How to Transition from Academia to Data Science

(Salty language and harsh reality warning: if you have not read my first post, Hello, World, now might be a good time.)

It has now been about 4 months since I quit my job as a tenure track professor at an R1 university to take a position as a data scientist in Silicon Valley. I would be lying if I said the transition has been 100% smooth. But even so, I am still deliriously happy that I managed to get out! Despite the complete shock of many of my colleagues that I gave up the “dream job for life” (see some of my previous posts), I have also had several colleagues, primarily some of the my more junior friends, tell me that they are contemplating the same move but do not know how to start. So I figured that was worth at least a blog post or two.

First things first…my experiences are just my experiences. YMMV on anything I post here. Second, I can only write this from my perspective, which is that of someone with a PhD in nuclear engineering from the number 1 ranked graduate school in the field. After getting my PhD, I went to work in the national lab system for a while and then in the federal government in reearch positions. I returned to academia after spending 10 years outside it and then spent 5 years on the tenure track. So my thoughts on this subject are for people who have spent some time in full-out academia and do not necessarily apply 100% to people moving from graduate school or a postdoc position to data science. The difference here is that coming out of those positions your career is essentially still a blank canvas whereas those who have spent time working as academics are going to have been programmed into certain ways of thinking and doing things. Those of you straight out of school or postdoc should have a much easier time with both finding a job as well as making the transition to the culture than those who have worked in academia for a little while.

That being said, based on conversations I have had with some others who have contacted me who are wanting to move out of postdocs or research positions within the national labs or industry, I am pretty sure that at least some of what I have to say below will apply. So read on.

So with that caveat out of the way, here is a random assortment of observations and suggestions should you decide to make the move.

1. Accept (and embrace the fact) that you are an expert in a very narrow field

This is, in fact, the whole point of getting a PhD and then working in academia – to develop a research expertise that nobody in the world has. Upon my return to academia, I quickly landed some funding to bridge the gap between nuclear engineering (radiation detection for nuclear emergency response, to be precise) and so-called “big data” (a term that pretty much nobody uses anymore). I am certainly an expert in the former, but knew nothing about the latter. Recognizing this was key. I knew that I knew nothing but needed to learn very quickly. Admitting that you don’t know something is really hard for academics. Their existence is based upon their expertise, but frequently it is necessary to do things like teach classes out of your area of expertise. But even in this setting you are expected to convey a sense of expertise in that area as well so the students will see that they are learning from an “expert” in the field.

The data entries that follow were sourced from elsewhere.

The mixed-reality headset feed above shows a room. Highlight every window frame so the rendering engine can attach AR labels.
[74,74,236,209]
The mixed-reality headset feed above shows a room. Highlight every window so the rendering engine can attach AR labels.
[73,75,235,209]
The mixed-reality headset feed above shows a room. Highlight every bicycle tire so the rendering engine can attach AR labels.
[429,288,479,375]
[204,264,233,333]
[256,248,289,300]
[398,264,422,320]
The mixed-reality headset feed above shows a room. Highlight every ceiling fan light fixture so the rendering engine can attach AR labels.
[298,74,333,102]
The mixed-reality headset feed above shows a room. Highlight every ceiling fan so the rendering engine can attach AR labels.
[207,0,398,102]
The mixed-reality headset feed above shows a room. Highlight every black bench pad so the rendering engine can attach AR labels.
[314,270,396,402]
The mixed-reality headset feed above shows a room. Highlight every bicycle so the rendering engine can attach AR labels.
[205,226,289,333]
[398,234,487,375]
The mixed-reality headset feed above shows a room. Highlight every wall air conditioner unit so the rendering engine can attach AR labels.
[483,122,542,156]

As a result of my status as “not an expert”, I attended an 8-week intensive program through The Data Incubator whose purpose is to turn people with PhDs in STEM disciplines into data scientists. While attending the course was a tremendous sacrifice and burden on my family, it is really what enabled me to be ready to apply for jobs in data science.

This is for two reasons. First, I certainly knew how to program, but not in languages relevant to data science (see below). Second, (and I cannot emphasize this one enough), professors are not taught to program like data scientists. What I mean by this is that we frequently assign programming tasks to our graduate students, but we are not the ones who are sitting there trying to debug code or milk every last drop of efficiecy out of code. Yet this will absolutely be expected of you as a data scientist. You need to be prepared for this.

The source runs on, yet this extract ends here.